Given the title and subtitle, you could think "Influencer" is Dale Carnegie for a new generation. But it's actually quite a lot more than that. "The power to change anything" the authors describe is not a "These aren't the droids you're looking for" Jedi mind trick. Nor will you have everything you need to achieve your goals as soon as you finish reading. These are tools for promoting Big Ideas -- the examples the authors give include eliminating the ghastly guinea worm, promoting condom use in Thailand's sex trade, and turning around the lives of thousands of hardened gang members -- and so the first impression that the reader will take away from this is that changing minds and hearts requires hard work and commitment on both sides of the equation.

The authors argue that changing ingrained behavior requires people to answer two questions: "Can I make the change?" and "Is it worth the effort?" "Influencer" draws from psychology, organizational theory, history, sociology, and other disciplines to isolate the key motives that drive behavior. Armed with that information, they say, influencers have the lever they need to move mountains. It still won't be easy -- identifying the relevant "vital behaviors" alone can take time, including, they suggest, poring over scientific journals and other published research. But if change came through the flip of a switch, we wouldn't need this book in the first place.

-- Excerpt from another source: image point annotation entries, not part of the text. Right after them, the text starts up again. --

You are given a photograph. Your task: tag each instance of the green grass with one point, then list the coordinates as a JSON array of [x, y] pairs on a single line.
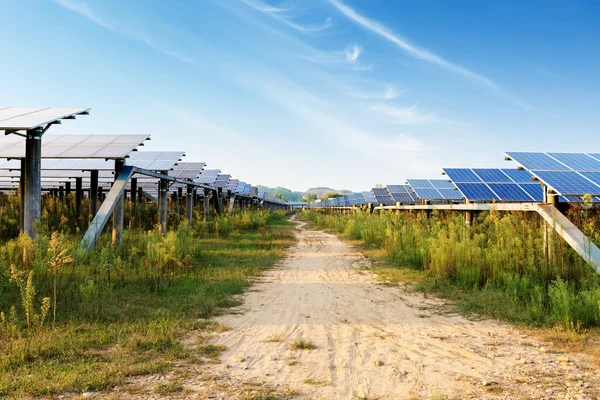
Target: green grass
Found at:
[[122, 312], [496, 267]]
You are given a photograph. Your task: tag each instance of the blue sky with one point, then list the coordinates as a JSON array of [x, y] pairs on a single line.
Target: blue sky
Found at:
[[339, 93]]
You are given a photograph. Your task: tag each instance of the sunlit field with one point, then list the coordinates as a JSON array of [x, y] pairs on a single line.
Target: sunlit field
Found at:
[[73, 321], [497, 267]]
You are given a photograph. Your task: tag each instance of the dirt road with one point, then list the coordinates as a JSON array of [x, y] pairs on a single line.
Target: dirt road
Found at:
[[373, 341]]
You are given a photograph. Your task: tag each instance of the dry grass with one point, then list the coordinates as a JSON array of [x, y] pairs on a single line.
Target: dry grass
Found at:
[[586, 341], [302, 344], [320, 382], [168, 388], [275, 339]]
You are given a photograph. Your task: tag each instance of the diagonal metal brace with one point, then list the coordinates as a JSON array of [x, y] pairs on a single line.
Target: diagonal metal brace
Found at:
[[105, 211]]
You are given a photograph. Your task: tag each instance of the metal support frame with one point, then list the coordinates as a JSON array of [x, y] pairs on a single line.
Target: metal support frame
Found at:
[[103, 215], [22, 197], [231, 202], [207, 205], [67, 193], [163, 198], [33, 182], [78, 197], [93, 192], [189, 200], [179, 200], [134, 196], [119, 207]]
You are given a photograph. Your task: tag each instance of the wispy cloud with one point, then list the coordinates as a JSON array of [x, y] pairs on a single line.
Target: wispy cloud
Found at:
[[352, 54], [389, 93], [280, 15], [83, 9], [310, 107], [348, 57], [404, 115], [420, 53]]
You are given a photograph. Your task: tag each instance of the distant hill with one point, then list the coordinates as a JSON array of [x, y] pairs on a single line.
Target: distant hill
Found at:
[[282, 193], [290, 195], [322, 191]]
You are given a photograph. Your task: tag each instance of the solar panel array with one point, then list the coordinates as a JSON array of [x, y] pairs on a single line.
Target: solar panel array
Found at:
[[493, 184], [154, 160], [382, 196], [222, 181], [568, 174], [402, 194], [22, 118], [75, 146], [435, 189], [208, 176]]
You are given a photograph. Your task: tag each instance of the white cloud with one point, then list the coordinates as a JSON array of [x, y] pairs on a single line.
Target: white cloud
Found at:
[[420, 53], [389, 93], [279, 14], [83, 9], [404, 115], [352, 53]]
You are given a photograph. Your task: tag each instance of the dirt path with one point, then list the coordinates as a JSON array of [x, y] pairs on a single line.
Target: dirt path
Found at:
[[372, 342]]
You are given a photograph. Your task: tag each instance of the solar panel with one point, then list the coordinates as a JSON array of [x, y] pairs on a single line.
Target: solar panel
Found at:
[[492, 175], [75, 146], [369, 198], [420, 183], [568, 183], [18, 118], [424, 193], [232, 184], [360, 200], [534, 190], [577, 161], [442, 184], [382, 196], [187, 170], [519, 175], [461, 175], [592, 176], [476, 191], [537, 161], [154, 160], [450, 194], [509, 192], [403, 197]]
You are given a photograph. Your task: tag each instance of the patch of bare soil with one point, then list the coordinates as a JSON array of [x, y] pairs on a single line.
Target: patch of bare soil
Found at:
[[320, 327]]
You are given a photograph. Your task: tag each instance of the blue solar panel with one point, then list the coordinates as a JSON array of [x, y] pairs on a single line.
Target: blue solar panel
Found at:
[[442, 184], [450, 194], [360, 200], [420, 183], [592, 176], [397, 188], [595, 155], [403, 197], [476, 191], [461, 175], [568, 183], [369, 198], [537, 161], [379, 191], [577, 161], [519, 175], [534, 190], [509, 192], [492, 175], [428, 194]]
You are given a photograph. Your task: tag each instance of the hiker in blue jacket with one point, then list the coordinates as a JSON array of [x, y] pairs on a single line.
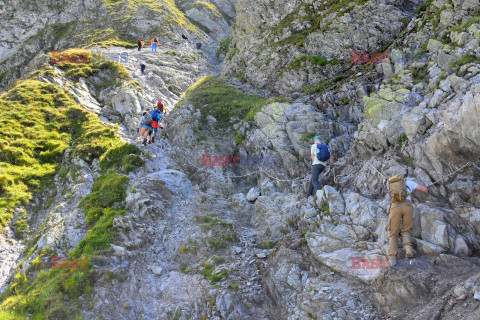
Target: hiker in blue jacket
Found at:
[[157, 116], [318, 149]]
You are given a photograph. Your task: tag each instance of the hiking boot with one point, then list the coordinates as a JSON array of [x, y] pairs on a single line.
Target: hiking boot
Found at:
[[393, 261]]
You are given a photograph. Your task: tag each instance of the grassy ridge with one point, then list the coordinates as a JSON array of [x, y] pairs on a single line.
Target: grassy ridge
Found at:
[[213, 97], [38, 122]]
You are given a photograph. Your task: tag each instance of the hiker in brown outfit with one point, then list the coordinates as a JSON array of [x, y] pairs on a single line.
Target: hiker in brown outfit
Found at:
[[401, 212]]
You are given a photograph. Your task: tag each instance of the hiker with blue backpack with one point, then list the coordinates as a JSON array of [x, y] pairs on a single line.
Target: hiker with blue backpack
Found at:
[[320, 153], [145, 127], [157, 115]]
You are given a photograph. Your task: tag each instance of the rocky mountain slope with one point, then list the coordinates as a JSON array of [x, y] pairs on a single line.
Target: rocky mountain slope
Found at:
[[177, 230]]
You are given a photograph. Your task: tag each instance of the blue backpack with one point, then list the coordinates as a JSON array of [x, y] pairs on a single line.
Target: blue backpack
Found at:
[[323, 152]]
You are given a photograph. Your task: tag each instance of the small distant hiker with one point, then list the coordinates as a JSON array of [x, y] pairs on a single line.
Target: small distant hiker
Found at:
[[320, 153], [401, 211], [157, 115], [145, 126], [154, 44]]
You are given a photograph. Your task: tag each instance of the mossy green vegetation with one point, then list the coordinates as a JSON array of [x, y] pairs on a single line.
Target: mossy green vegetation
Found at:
[[39, 122], [314, 16], [34, 132], [90, 65], [122, 11], [303, 61], [211, 7], [213, 97]]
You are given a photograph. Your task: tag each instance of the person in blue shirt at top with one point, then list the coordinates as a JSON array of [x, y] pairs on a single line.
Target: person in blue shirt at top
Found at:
[[157, 116]]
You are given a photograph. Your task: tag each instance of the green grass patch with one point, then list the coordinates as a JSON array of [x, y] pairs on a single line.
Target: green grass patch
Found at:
[[94, 64], [107, 190], [303, 61], [211, 274], [215, 98], [39, 121], [308, 136]]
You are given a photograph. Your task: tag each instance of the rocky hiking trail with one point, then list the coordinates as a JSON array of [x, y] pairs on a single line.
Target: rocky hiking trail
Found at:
[[197, 244]]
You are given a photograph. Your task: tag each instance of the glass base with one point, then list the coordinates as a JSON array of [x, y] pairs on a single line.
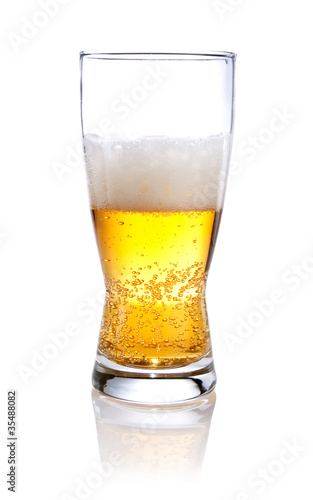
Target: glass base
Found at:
[[158, 387]]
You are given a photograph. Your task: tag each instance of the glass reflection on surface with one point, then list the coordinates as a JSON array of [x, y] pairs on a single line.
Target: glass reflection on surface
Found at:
[[145, 442]]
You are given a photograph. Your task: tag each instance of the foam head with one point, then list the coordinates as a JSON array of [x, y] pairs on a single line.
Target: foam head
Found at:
[[157, 173]]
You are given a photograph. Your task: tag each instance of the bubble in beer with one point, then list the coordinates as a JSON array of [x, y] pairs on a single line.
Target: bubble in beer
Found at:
[[156, 173]]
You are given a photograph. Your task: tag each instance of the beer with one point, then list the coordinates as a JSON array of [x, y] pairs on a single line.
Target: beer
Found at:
[[154, 238]]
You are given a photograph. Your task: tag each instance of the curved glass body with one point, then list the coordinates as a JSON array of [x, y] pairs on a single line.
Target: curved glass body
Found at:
[[157, 131]]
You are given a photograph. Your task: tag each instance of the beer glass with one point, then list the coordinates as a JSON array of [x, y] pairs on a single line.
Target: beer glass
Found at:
[[157, 133]]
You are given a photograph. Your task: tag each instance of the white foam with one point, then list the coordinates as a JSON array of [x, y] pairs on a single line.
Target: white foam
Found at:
[[157, 173]]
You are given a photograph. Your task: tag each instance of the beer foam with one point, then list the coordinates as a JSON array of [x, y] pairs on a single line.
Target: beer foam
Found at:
[[156, 173]]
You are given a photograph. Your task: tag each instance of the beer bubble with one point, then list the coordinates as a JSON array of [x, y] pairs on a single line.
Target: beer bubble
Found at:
[[156, 173]]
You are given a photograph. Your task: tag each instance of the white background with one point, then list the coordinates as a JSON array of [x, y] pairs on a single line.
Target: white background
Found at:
[[49, 263]]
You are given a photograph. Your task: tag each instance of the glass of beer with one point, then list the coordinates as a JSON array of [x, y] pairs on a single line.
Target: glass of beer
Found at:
[[157, 133]]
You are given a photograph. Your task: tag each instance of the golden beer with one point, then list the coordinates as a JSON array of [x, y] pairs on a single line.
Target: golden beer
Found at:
[[155, 269], [157, 161]]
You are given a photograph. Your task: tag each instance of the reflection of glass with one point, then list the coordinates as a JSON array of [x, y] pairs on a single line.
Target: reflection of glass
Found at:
[[156, 177], [152, 442]]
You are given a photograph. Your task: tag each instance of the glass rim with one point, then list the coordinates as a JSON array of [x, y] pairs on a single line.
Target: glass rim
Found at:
[[155, 56]]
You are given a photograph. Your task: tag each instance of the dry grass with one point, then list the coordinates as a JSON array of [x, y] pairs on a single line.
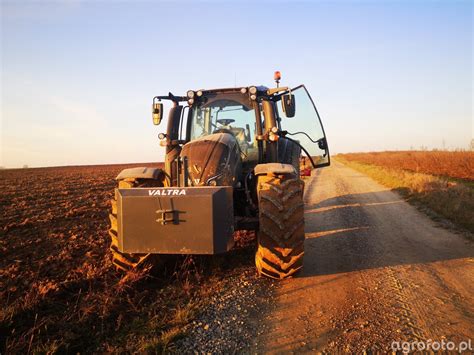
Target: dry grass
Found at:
[[58, 289], [459, 165], [452, 199]]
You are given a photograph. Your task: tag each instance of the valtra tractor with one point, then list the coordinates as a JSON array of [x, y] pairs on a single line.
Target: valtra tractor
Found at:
[[230, 165]]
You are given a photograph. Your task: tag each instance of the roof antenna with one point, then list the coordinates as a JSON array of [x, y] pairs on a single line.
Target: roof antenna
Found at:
[[277, 77]]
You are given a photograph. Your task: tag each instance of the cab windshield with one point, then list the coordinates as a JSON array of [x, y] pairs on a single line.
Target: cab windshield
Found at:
[[226, 116]]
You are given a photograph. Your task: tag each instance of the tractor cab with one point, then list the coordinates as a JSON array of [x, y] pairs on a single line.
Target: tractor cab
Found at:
[[268, 125]]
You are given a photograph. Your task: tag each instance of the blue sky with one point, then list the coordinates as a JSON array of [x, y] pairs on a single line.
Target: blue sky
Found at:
[[78, 76]]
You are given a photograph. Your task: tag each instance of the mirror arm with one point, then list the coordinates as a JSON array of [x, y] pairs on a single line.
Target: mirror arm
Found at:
[[302, 148]]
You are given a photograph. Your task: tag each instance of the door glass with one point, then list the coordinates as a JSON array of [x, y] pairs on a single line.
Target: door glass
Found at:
[[306, 127]]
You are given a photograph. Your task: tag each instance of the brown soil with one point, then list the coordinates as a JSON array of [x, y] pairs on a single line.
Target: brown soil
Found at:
[[58, 288]]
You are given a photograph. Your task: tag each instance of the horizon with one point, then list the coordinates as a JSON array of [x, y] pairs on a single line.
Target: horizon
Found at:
[[78, 77]]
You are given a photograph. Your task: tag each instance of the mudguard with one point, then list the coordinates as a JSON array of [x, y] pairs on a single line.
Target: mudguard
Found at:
[[141, 173]]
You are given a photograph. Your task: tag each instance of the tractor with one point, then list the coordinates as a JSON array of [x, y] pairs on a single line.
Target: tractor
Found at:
[[230, 165]]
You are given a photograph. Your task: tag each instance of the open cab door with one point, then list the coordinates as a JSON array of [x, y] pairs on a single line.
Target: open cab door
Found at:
[[304, 125]]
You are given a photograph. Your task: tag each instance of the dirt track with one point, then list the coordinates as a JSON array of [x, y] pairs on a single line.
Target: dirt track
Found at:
[[376, 270]]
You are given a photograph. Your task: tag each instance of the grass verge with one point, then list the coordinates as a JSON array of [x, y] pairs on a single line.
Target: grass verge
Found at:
[[449, 198]]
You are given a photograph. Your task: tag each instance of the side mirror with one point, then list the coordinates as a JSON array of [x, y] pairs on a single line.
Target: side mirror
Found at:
[[157, 113], [288, 105], [322, 144]]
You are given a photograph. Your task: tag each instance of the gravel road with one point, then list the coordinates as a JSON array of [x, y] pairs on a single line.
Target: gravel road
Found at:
[[376, 270]]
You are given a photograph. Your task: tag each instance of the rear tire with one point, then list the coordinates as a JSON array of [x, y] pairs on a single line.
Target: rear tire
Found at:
[[281, 234], [125, 261]]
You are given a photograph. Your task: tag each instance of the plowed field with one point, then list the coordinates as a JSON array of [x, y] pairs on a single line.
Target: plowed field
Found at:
[[58, 288]]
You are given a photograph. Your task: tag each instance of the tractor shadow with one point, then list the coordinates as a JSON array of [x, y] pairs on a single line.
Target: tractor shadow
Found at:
[[374, 230]]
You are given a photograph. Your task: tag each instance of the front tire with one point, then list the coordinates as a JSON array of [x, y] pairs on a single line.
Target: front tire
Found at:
[[281, 234]]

Where "Influencer" is weakest, I thought, was in tying the authors' insights together in a way that leads us through from start to finish. Though the examples they give and stories they tell illustrate individual points and methods, and are certainly impressive examples of achievement, I never connected with them on an emotional level. Perhaps it's because the authors never succeded in convincing *me* I should want to change my life and become an Influencer. Maybe I don't have enough Big Ideas.

Little of the content of this book is truly original (for example, you could probably substitute "Made to Stick: Why Some Ideas Survive and Others Die" by Chip Heath and Dan Heath [Random House, 2007] for a good portion of chapter 3 at least). What will probably make "Influencer" influential is the authors' pulling all that information together and presenting it in a way that will make Influencers-to-be feel like they're taking in hard science. Will they then be willing and able to put in the work required -- and will their Big Ideas deserve it? Answering that will take far more than one volume to sort out.

64 of 69 found the following review helpful:


5Fascinating and Helpful  Aug 27, 2007 By J. A. KONRATH "Thriller Author"
Influencing people isn't easy. This book looks at several influence success stories, including an Indian bank specializing in micro loans, reducing AIDS in Thailand, eradicating the guinea worm, and an environment that changes criminal behavior, and analyzes why they were successful.

It's a compelling study of human nature and why people do the things they do. I learned a lot, and will be able to apply some of it to my everyday life. But if you're in management, politics, or any sort of position where you need to deal with people, this is a must-read.

Do these techniques work? Look how many folks have reviewed this book prior to publication. Read Chapter 8 to find out why they have.